혈관, 담도 등 혈액이나 체액의 흐름이 악성 혹은 양성질환의 발생으로 순조롭지 못할 때, 각종 질환이 발생할 수 있다. When the flow of blood or body fluids, such as blood vessels and biliary tracts, is not smooth due to the occurrence of malignant or benign diseases, various diseases may occur.
혈관의 경우, 혈액순환 장애 및 및 근육통증이 유발되기도 하며, 증상이 심할 경우에는 해당 부위를 절단해야할 수도 있으며, 담도의 경우, 종양에 의해 좁아지거나 폐쇄되어 담즙의 배설이 원활치 못할 경우에 발열, 황달, 가려움증, 패혈증 등의 증상이 발생될 수 있다.In the case of blood vessels, blood circulation disorders and muscle pain may be caused, and in severe cases, the site may need to be cut, and in the case of bile ducts, fever, when the excretion of bile is not narrowed or closed by the tumor, Symptoms such as jaundice, itching and sepsis may occur.
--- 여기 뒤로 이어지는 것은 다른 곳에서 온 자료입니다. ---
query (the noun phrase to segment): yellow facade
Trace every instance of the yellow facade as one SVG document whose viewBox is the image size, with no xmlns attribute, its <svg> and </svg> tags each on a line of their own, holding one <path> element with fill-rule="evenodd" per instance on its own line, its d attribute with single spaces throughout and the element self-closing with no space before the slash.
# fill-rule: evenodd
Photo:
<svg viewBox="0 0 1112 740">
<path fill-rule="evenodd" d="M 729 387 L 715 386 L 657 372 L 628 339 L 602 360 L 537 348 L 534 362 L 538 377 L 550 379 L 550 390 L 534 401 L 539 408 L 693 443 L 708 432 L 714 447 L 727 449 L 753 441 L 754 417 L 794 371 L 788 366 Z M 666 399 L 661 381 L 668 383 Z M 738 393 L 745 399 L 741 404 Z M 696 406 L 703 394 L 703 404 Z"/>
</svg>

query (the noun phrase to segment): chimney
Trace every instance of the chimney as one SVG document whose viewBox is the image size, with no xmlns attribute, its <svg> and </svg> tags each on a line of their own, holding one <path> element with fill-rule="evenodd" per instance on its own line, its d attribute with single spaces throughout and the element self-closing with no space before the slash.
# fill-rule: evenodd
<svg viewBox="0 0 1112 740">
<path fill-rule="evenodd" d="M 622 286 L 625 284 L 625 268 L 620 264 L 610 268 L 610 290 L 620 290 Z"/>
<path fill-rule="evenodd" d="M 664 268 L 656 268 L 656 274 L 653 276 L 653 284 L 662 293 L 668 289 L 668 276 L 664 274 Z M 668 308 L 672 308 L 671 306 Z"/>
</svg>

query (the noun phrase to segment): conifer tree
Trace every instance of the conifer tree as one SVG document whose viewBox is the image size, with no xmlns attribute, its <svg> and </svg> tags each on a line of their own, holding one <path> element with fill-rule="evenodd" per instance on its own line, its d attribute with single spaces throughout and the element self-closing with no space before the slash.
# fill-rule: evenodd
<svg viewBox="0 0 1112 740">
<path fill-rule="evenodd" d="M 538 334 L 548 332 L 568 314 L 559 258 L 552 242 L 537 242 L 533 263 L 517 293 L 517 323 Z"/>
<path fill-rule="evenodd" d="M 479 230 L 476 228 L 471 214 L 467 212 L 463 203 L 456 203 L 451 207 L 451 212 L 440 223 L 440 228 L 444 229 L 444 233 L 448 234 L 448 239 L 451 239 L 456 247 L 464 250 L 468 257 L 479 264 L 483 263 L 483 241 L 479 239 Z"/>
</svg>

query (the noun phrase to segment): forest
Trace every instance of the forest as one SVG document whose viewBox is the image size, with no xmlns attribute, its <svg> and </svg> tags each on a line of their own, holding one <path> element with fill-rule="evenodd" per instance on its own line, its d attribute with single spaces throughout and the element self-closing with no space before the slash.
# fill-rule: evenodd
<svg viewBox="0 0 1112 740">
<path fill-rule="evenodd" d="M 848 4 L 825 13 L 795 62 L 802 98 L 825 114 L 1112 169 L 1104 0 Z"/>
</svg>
이러한 질환을 치료하기 위해 풍선카데터 등의 기구를 혈관 및 담도에 삽입하여 좁아져 있는 혈관 및 담도의 내벽을 확장시키는 풍선 확장술이 시행되고 있다.In order to treat such a disease, balloon dilatation is performed to expand the inner walls of narrowed blood vessels and biliary tract by inserting a balloon catheter or the like into blood vessels and biliary tract.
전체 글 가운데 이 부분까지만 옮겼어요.